Marumoto and Rep. Clift Tsuji are behind two bills that merged into one. House Bill 1943 seeks to bring back the Hawaii Detector Dog Program, mainly to guard against a feared invasion of brown tree snakes.
"The concern is effects it could have to our agriculture, our environment, our natural resources, and of course public health and safety," Sakamoto said.
The snake is responsible for wiping out most of Guam's native forest birds and causing $4.5 million annually in power outage costs. The fear is that it could do the same here. Brown tree snake findings in Hawaii have been few, but that could change with the buildup of U.S. military in Guam and the Marianas.
"We're concerned about more military flights coming into Hawaii, whether it's military or commercial flights," Sakamoto said. "Something like the brown tree snake could be hitchhiking along."
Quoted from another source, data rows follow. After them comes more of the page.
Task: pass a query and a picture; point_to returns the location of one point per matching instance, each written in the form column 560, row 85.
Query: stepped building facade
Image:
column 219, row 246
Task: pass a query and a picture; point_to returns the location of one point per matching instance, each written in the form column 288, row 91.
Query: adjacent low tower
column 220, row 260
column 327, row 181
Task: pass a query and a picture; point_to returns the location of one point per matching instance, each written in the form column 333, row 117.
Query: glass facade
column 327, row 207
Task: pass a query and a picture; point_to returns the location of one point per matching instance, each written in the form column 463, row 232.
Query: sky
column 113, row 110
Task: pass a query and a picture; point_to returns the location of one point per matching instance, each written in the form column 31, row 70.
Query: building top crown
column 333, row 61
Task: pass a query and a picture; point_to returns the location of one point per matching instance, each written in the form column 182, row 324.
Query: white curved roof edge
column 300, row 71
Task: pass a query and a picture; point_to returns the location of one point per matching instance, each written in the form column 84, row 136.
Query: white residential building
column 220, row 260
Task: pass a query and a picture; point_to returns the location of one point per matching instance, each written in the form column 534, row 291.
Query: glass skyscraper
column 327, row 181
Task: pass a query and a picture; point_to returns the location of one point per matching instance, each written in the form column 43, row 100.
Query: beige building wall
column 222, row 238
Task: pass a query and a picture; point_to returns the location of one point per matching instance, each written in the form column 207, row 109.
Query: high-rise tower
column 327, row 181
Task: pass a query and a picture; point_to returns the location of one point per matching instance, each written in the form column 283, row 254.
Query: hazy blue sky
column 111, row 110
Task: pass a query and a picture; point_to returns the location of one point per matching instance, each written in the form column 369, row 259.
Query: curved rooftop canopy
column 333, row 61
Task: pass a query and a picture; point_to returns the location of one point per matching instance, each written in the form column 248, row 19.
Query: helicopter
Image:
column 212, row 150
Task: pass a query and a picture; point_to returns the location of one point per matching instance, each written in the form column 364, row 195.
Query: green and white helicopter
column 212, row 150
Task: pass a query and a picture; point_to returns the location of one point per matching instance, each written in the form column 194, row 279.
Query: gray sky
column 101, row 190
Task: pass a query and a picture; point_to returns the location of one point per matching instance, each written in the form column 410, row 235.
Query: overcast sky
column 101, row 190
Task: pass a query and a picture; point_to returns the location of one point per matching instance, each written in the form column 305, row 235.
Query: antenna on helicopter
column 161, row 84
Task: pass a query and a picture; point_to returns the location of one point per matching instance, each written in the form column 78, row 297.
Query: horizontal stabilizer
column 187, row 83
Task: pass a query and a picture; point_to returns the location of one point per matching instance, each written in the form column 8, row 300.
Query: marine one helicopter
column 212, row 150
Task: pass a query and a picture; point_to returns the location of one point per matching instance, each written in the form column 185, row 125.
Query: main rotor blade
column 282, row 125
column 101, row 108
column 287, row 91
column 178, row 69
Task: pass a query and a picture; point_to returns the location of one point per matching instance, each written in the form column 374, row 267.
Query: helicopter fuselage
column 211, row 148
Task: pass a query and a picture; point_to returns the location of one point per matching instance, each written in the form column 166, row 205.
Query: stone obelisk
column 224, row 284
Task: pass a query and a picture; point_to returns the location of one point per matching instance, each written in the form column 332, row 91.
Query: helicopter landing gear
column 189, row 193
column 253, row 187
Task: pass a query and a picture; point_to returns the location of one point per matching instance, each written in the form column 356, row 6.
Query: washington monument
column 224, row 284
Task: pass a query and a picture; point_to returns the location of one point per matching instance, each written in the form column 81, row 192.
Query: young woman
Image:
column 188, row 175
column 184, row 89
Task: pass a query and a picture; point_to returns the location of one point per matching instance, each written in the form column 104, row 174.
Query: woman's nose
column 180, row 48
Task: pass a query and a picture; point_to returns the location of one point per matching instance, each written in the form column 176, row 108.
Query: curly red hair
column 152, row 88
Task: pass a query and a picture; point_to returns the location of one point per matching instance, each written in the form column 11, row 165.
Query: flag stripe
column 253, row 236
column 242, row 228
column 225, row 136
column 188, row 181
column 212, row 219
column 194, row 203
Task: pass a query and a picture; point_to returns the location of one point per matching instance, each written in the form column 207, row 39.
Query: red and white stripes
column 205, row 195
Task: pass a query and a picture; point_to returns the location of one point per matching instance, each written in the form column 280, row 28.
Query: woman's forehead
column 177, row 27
Without dogs, agriculture inspectors have been limited to visual inspections.
The bill calls for $162,000 a year to pay for a canine trainer and three inspector handlers. Half the money would come from the Federal government..
"These dogs can be cross-trained," Marumoto said. "They could go after coqui frogs. They could be trained to go after certain type of snails, all sorts of things that could really ruin our environment."
The bill cleared the House Agriculture Committee. It now goes to the House Finance Committee.